Aparna Mathur, Abby McCloskey, and Angela Rachidi write for the American Enterprise Institute about problems associated with U.S. Sen. Elizabeth Warren’s proposal for universal child care.

There is no denying that child-care costs are a growing problem for families. Even conservative estimates suggest a 14 percent increase for the typical family since 1990, and many believe that American families need relief. Unaffordable child care can be a barrier to employment for parents who want to work, which harms their financial health and the growth and dynamism of the broader American economy.

But universal child care is the wrong approach.

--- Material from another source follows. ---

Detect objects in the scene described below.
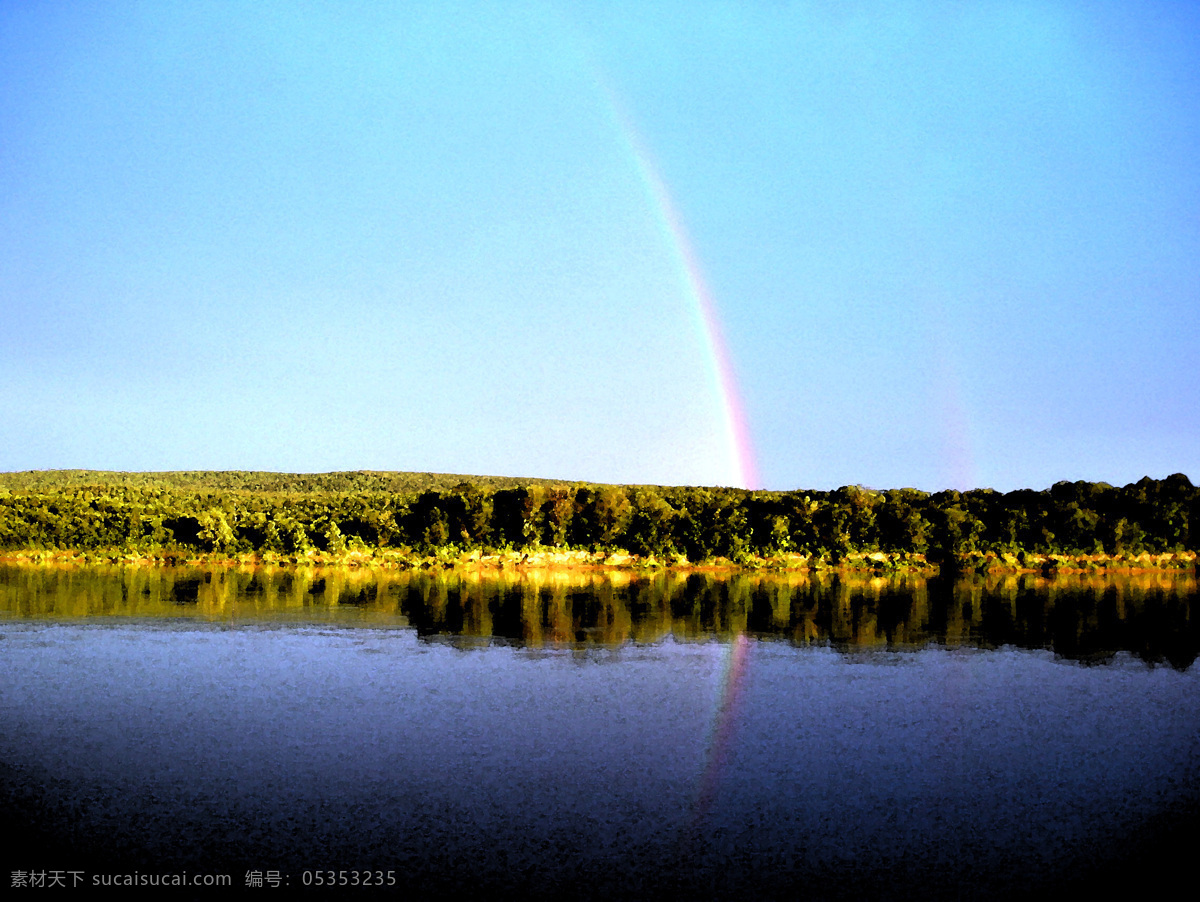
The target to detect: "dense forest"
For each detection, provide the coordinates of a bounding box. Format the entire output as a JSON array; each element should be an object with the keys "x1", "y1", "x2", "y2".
[{"x1": 0, "y1": 470, "x2": 1200, "y2": 566}]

First, just because something is expensive does not mean the government should subsidize it for everyone. Support should be targeted to families for whom the cost prohibits working or directly results in compromised quality of care. The more income-targeted the approach, the fewer unintended consequences that result and the less support to families that can pay for child care on their own.

Second, and ironically, government efforts to address affordability would likely increase the costs of child care even further. As the economist Jeffrey Dorfman writes, “when government provides payments for anything, the cost of that good or service always rises.” This is because costs become distorted when providers have no incentive to increase productivity and compete for business. And increased costs do not always mean higher-quality care. Parents are less likely to hold providers accountable for quality when they pay little for it.

Third, it is important to remember that we are not starting from scratch when it comes to helping families with child-care expenses. The proposal layers on top of the existing system of tax credits and block grants to states.